The Book of Gehn

Lock-Free Queue - Part I

March 22, 2020

While implementing a bounded queue or ring buffer in a single-thread universe is relatively easy, doing the same when you have two threads, the implementation of a lock-free queue is more challenging.

In this first part will analyse and implement a lock-free single-producer single-consumer queue. A multi-producer multi-consumer queue is described in the second part.

In a traditional queue we have two pointers: the head, that points to the next free entry to write and the tail, which points to the next entry ready to be read.

When a producer pushes a new data to the queue, she moves forward the head and writes the data; meanwhile the consumer reads the data and moves forward the tail.

Full queue. One entry is always left empty to differentiate a full queue from an empty queue.

Other implementations do not waste this entry.

The pointers serve as stop-markers: the producer will not write if the head points to an entry that is immediately before the entry pointed by the tail; the consumer will not read if the tail and the head are pointing to the same entry.

Empty queue. When head and tail pointers are the same there is not ambiguity.

In the first case we say that the queue is full; in the second, the queue is empty.

But if we want to make the queue thread safe without using locks we need to make the push and the pop atomic.

And here is the problem: if a producer store the data and later moves the head, another producer will see the old head in between and store her data in the same place overwriting the first one.

You may think that this cannot happen because we have only one producer.

And you are correct except for the memory reorders.

We cannot longer guarantee that the head was moved after writing the data even if the code say so.
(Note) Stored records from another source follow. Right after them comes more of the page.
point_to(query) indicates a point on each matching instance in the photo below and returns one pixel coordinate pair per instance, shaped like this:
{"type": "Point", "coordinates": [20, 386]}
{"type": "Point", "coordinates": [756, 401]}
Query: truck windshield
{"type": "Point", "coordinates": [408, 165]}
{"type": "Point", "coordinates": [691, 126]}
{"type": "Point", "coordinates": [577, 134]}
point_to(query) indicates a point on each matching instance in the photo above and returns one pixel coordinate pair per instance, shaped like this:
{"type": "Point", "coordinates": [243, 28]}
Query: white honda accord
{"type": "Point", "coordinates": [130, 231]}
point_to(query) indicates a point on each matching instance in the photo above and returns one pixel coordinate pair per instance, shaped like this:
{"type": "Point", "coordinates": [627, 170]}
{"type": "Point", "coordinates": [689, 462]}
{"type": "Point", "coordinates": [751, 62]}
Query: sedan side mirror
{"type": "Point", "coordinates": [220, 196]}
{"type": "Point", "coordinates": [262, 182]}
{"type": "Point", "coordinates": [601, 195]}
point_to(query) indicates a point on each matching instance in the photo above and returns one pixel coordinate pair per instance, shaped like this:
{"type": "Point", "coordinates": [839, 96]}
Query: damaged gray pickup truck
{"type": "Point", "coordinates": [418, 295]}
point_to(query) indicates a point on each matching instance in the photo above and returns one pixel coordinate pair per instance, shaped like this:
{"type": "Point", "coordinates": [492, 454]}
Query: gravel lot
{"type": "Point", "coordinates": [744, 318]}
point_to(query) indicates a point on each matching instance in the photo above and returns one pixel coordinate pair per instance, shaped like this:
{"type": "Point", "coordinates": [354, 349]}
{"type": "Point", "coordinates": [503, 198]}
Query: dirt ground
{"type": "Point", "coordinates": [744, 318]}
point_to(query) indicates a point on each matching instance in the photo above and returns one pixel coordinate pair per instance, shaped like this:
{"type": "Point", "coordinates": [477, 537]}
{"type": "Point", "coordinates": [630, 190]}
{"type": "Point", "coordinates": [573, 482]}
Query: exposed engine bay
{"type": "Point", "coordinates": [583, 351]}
Keep reading.

Changing the order doesn’t fix the problem: a producer may move the head before writing, trying to reserve the space but now a consumer may forward the tail before the data was actually written reading entries that are empty.
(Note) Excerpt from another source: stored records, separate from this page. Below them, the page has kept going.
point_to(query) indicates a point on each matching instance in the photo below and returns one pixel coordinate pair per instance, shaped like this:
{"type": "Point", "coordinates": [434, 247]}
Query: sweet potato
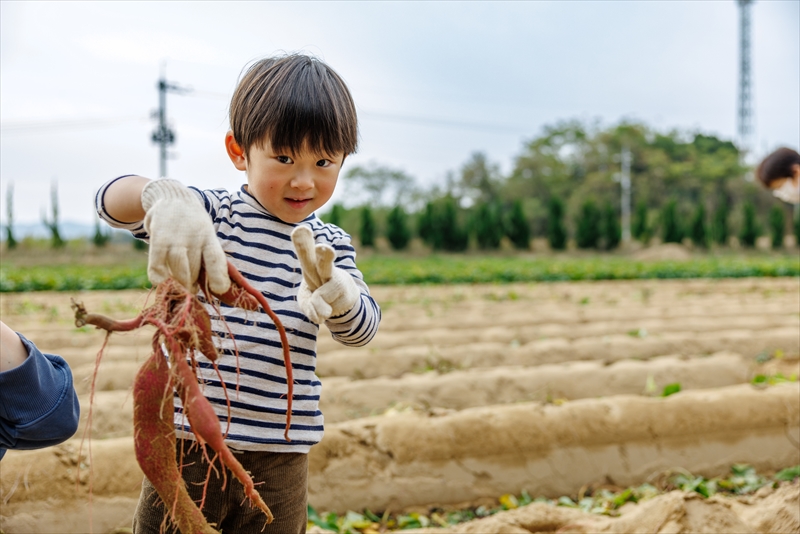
{"type": "Point", "coordinates": [183, 327]}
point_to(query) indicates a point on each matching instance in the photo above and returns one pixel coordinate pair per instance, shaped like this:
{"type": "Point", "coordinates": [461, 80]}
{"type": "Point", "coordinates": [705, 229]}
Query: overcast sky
{"type": "Point", "coordinates": [432, 81]}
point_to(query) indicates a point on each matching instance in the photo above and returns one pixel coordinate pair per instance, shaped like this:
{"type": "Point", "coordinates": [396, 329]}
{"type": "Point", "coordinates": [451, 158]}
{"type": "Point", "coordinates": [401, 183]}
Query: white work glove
{"type": "Point", "coordinates": [326, 291]}
{"type": "Point", "coordinates": [182, 237]}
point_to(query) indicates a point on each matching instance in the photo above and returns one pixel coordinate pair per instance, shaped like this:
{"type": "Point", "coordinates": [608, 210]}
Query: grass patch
{"type": "Point", "coordinates": [434, 269]}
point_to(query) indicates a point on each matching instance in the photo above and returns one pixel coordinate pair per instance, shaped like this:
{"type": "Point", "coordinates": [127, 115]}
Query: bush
{"type": "Point", "coordinates": [797, 225]}
{"type": "Point", "coordinates": [640, 229]}
{"type": "Point", "coordinates": [100, 238]}
{"type": "Point", "coordinates": [750, 230]}
{"type": "Point", "coordinates": [397, 230]}
{"type": "Point", "coordinates": [425, 224]}
{"type": "Point", "coordinates": [556, 230]}
{"type": "Point", "coordinates": [367, 230]}
{"type": "Point", "coordinates": [588, 226]}
{"type": "Point", "coordinates": [670, 225]}
{"type": "Point", "coordinates": [487, 226]}
{"type": "Point", "coordinates": [719, 224]}
{"type": "Point", "coordinates": [335, 216]}
{"type": "Point", "coordinates": [517, 228]}
{"type": "Point", "coordinates": [697, 229]}
{"type": "Point", "coordinates": [777, 224]}
{"type": "Point", "coordinates": [610, 227]}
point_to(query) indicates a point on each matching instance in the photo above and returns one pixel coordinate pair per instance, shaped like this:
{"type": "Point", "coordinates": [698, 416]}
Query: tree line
{"type": "Point", "coordinates": [564, 185]}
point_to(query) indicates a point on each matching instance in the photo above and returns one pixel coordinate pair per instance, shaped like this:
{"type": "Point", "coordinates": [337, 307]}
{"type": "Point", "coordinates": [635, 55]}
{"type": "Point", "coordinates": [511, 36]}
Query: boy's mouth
{"type": "Point", "coordinates": [298, 203]}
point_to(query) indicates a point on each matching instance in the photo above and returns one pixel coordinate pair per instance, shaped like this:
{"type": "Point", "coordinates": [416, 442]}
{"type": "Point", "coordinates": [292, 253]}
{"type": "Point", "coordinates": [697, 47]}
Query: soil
{"type": "Point", "coordinates": [471, 392]}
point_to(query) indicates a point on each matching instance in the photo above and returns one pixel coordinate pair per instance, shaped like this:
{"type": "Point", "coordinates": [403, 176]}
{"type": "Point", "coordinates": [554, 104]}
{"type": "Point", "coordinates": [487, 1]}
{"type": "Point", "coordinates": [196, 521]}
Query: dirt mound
{"type": "Point", "coordinates": [768, 512]}
{"type": "Point", "coordinates": [475, 380]}
{"type": "Point", "coordinates": [663, 252]}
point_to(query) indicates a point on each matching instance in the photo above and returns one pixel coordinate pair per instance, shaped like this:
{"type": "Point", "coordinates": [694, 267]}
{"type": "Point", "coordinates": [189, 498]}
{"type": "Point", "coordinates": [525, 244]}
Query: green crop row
{"type": "Point", "coordinates": [389, 270]}
{"type": "Point", "coordinates": [461, 270]}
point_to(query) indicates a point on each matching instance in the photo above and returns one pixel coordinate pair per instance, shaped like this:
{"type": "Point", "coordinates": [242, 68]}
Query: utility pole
{"type": "Point", "coordinates": [745, 111]}
{"type": "Point", "coordinates": [625, 182]}
{"type": "Point", "coordinates": [163, 135]}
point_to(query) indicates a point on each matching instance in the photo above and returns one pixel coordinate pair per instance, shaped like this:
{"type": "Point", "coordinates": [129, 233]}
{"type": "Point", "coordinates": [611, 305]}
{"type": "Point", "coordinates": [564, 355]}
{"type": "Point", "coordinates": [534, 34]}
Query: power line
{"type": "Point", "coordinates": [447, 123]}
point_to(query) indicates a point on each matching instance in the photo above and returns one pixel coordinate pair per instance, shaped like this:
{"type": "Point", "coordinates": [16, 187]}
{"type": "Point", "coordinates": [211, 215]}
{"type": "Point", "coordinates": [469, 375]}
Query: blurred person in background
{"type": "Point", "coordinates": [38, 403]}
{"type": "Point", "coordinates": [780, 172]}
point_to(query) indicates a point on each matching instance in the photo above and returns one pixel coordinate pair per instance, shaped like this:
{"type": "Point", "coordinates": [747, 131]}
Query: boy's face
{"type": "Point", "coordinates": [290, 187]}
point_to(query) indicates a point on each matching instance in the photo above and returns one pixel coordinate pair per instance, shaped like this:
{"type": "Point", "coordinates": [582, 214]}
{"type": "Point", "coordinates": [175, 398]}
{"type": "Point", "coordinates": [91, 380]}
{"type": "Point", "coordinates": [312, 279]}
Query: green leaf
{"type": "Point", "coordinates": [788, 474]}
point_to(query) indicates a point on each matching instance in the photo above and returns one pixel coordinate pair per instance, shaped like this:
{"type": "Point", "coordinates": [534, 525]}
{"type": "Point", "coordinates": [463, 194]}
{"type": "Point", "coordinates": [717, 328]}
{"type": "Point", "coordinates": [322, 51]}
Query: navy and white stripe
{"type": "Point", "coordinates": [260, 246]}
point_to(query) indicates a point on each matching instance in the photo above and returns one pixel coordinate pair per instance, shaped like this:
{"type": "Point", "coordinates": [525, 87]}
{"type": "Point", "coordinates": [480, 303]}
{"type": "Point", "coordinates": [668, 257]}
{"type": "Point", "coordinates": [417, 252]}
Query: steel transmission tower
{"type": "Point", "coordinates": [745, 113]}
{"type": "Point", "coordinates": [163, 135]}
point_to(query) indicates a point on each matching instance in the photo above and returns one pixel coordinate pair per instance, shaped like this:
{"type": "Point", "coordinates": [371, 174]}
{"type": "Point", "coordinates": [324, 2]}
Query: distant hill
{"type": "Point", "coordinates": [68, 230]}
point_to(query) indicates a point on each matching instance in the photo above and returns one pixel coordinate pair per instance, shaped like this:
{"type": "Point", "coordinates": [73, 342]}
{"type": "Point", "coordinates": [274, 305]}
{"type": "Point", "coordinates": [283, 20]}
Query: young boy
{"type": "Point", "coordinates": [293, 122]}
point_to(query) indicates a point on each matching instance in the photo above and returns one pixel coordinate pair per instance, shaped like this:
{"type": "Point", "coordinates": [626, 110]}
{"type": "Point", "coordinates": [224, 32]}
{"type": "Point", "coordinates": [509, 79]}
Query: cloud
{"type": "Point", "coordinates": [147, 48]}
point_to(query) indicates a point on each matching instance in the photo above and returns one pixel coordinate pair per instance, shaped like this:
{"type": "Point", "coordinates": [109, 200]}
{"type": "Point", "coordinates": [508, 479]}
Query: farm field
{"type": "Point", "coordinates": [470, 392]}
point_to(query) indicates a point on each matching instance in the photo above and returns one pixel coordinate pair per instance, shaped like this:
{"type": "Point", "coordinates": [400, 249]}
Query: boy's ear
{"type": "Point", "coordinates": [235, 152]}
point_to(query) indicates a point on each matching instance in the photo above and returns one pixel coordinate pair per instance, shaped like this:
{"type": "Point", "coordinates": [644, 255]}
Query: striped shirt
{"type": "Point", "coordinates": [250, 366]}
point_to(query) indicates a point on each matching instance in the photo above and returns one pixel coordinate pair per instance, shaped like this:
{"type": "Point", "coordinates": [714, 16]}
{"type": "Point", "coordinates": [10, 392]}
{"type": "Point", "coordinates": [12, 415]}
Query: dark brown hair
{"type": "Point", "coordinates": [777, 165]}
{"type": "Point", "coordinates": [294, 102]}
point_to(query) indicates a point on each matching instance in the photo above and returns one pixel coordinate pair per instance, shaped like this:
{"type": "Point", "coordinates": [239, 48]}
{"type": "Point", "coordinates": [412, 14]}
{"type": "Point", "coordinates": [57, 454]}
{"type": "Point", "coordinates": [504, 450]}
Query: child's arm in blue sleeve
{"type": "Point", "coordinates": [38, 403]}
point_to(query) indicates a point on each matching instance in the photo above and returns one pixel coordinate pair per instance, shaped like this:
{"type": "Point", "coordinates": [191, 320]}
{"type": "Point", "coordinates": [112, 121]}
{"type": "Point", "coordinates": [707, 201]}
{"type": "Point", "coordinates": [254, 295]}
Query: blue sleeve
{"type": "Point", "coordinates": [38, 403]}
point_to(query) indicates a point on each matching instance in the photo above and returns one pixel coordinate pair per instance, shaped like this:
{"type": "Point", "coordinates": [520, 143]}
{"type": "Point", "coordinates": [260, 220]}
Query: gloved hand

The problem is that the write and the move of the head is not a single atomic action.

The same happen for reading.

The key to resolve this is to have two heads and two tails.

Reserve-Commit

Both the producer and the consumer need their own head and tail.
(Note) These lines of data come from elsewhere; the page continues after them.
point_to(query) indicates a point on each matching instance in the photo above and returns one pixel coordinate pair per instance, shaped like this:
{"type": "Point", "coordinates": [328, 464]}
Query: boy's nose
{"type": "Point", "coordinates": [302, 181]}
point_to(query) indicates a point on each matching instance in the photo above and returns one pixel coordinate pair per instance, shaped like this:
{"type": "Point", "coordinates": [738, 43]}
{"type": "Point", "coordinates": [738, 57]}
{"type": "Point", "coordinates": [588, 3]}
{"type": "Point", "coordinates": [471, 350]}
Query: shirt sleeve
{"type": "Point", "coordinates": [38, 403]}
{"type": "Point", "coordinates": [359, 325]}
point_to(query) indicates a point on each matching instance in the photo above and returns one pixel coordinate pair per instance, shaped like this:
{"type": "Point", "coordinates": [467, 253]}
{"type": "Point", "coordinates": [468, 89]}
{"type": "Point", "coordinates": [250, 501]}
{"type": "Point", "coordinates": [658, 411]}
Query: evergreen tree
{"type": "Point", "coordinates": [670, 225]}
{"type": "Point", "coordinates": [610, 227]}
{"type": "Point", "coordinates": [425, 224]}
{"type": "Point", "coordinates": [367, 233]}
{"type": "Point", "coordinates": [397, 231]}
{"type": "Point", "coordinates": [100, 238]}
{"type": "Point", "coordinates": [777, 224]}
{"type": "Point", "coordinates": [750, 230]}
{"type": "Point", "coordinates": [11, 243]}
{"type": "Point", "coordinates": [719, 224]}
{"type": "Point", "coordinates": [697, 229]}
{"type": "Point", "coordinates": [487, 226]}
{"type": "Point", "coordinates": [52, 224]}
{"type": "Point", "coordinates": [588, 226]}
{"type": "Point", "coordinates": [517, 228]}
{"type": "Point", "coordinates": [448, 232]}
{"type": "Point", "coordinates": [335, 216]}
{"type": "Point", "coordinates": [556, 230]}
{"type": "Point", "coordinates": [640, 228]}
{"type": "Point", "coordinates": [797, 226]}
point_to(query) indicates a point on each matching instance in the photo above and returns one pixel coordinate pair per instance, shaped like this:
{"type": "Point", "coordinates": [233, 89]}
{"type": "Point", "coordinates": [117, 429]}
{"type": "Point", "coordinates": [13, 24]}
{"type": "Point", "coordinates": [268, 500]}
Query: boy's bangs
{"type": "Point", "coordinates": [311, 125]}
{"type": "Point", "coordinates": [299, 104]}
The producer moves her head to reserve the space so other writers will begin to write starting from that point.

At the same time the consumer will not forward beyond the producer’s tail.

Only when the producer finishes, she will move forward her tail, commiting the change and allowing the readers to proceed.

The consumer does something similar: moving the consumer’s head reserves the entries to read so other readers will not pop the same data; and the consumer’s tail serves as a stop-marker for the writers.

Now, the trick is in how to move those pointers atomically.

Single-consumer single-producer queue (buggy version)

Pseudo-C code, for simplification. The full code can be found in the loki library.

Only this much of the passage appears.